Lab 07 - Putting it all together

Due: Tuesday 2020-12-08 at 5:00pm

Data

This data was pulled from Kaggle, uploaded by Michael Kitchener. The data provided is a subset of this data set.

Each row contains an anonymized reddit user’s MBTI personality type. Each column represents how much a user posts or comments in a particular subreddit. Specifically, the ‘posts_ examplesubreddit’ refers to how many of the users top 100 posts of all time are in ‘r/examplesubreddit’, and ‘comments_examplesubreddit’ refers to how many of the users most recent 100 comments are in ‘r/examplesubreddit’.

This data was obtained using the PRAW (Reddit’s API wrapper for python) to scrape a list of reddit users who comment on the r/mbti subreddit along with their self identified MBTI type (as illustrated in their flair).

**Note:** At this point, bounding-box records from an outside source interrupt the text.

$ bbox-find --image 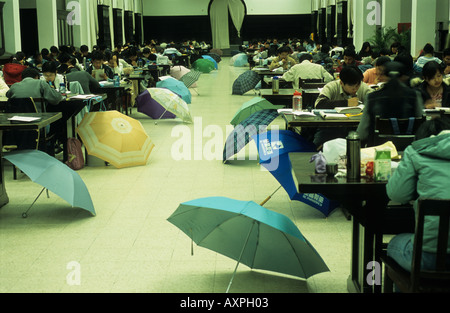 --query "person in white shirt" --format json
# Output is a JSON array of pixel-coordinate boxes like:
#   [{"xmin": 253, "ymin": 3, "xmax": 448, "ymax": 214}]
[{"xmin": 282, "ymin": 54, "xmax": 333, "ymax": 89}]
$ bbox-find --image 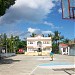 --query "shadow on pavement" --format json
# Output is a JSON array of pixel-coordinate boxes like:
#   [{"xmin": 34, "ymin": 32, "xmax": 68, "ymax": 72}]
[{"xmin": 0, "ymin": 58, "xmax": 21, "ymax": 64}]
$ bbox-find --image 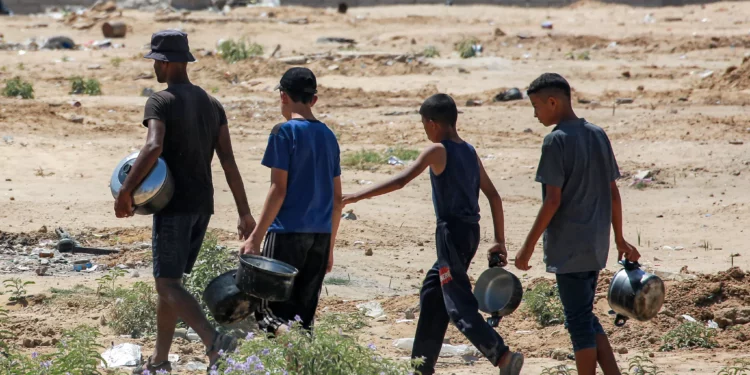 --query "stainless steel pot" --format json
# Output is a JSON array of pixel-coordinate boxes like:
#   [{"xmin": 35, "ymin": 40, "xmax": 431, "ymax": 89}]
[
  {"xmin": 474, "ymin": 254, "xmax": 523, "ymax": 327},
  {"xmin": 607, "ymin": 260, "xmax": 665, "ymax": 327},
  {"xmin": 109, "ymin": 152, "xmax": 174, "ymax": 215},
  {"xmin": 236, "ymin": 255, "xmax": 298, "ymax": 301}
]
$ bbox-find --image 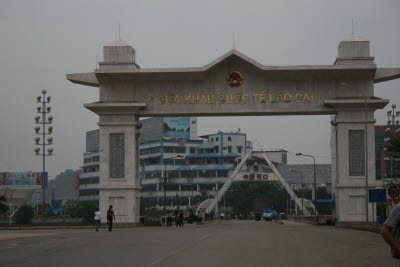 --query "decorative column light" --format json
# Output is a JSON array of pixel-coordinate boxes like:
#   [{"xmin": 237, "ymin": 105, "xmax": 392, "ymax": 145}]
[{"xmin": 34, "ymin": 89, "xmax": 54, "ymax": 207}]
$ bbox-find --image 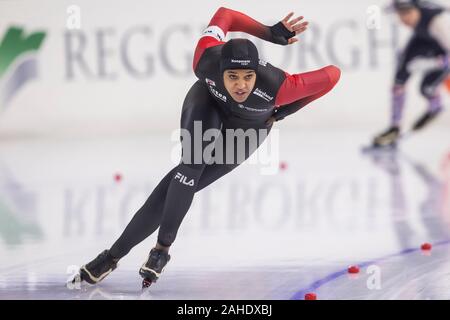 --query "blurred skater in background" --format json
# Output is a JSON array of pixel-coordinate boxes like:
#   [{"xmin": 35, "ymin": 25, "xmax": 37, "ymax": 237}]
[{"xmin": 373, "ymin": 0, "xmax": 450, "ymax": 147}]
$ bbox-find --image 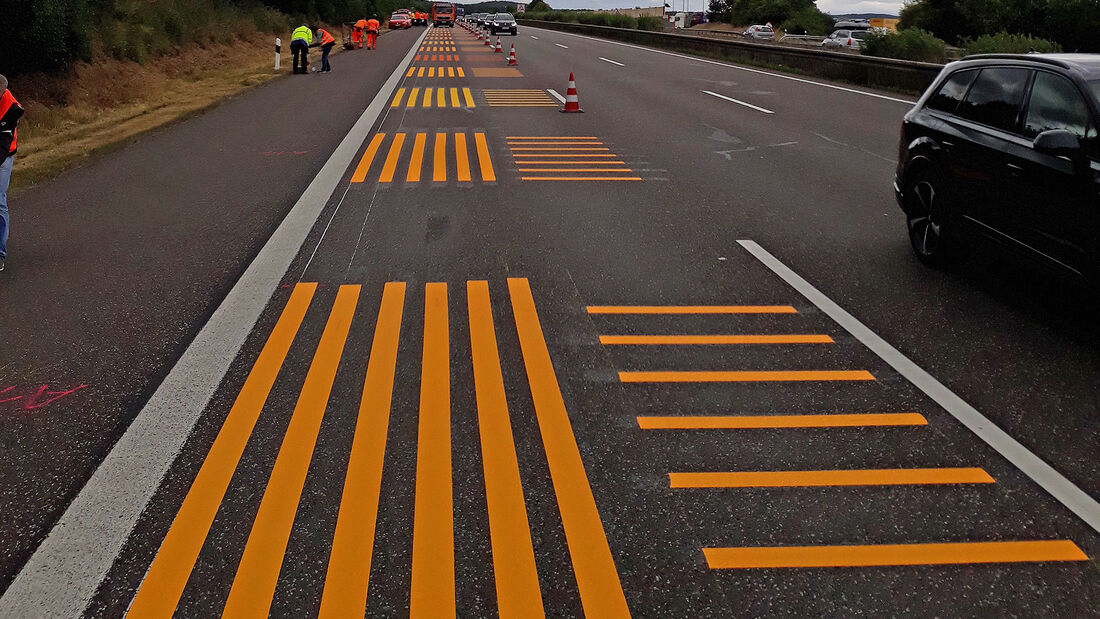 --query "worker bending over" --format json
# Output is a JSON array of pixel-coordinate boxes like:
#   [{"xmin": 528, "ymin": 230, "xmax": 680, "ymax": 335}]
[
  {"xmin": 290, "ymin": 25, "xmax": 314, "ymax": 74},
  {"xmin": 351, "ymin": 20, "xmax": 366, "ymax": 49},
  {"xmin": 317, "ymin": 27, "xmax": 337, "ymax": 73},
  {"xmin": 366, "ymin": 15, "xmax": 381, "ymax": 49}
]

Then, for each user whose MBTI type we are aware of, we go through their top 100 posts and newest 100 comments to record the frequency of their interaction in various subreddits. Thus creating a user-footprint matrix.

The purpose of this data set is to see how well MBTI personality types (or even just specific traits i.e. extraversion vs. introversion) can be predicted on the basis of a user’s subreddit interactions.

You can download this dataset from Canvas, then save it in the same directory as your .Rmd file and R project. You will then load it into R using read_csv from the tidyverse package. If you don’t recall how to do that, refer to Lab 04.

Exercise

Using the data provided, build a prediction model predicting whether someone is an introvert or an extrovert. You must try at least 3 different models, but more iterations are encouraged. Write a paragraph to describe what models you tried, what techniques you used, and your final results. Be sure to describe what assumptions and judgments, both about the data provided and the statistical decisions made, were made along the way to produce your result.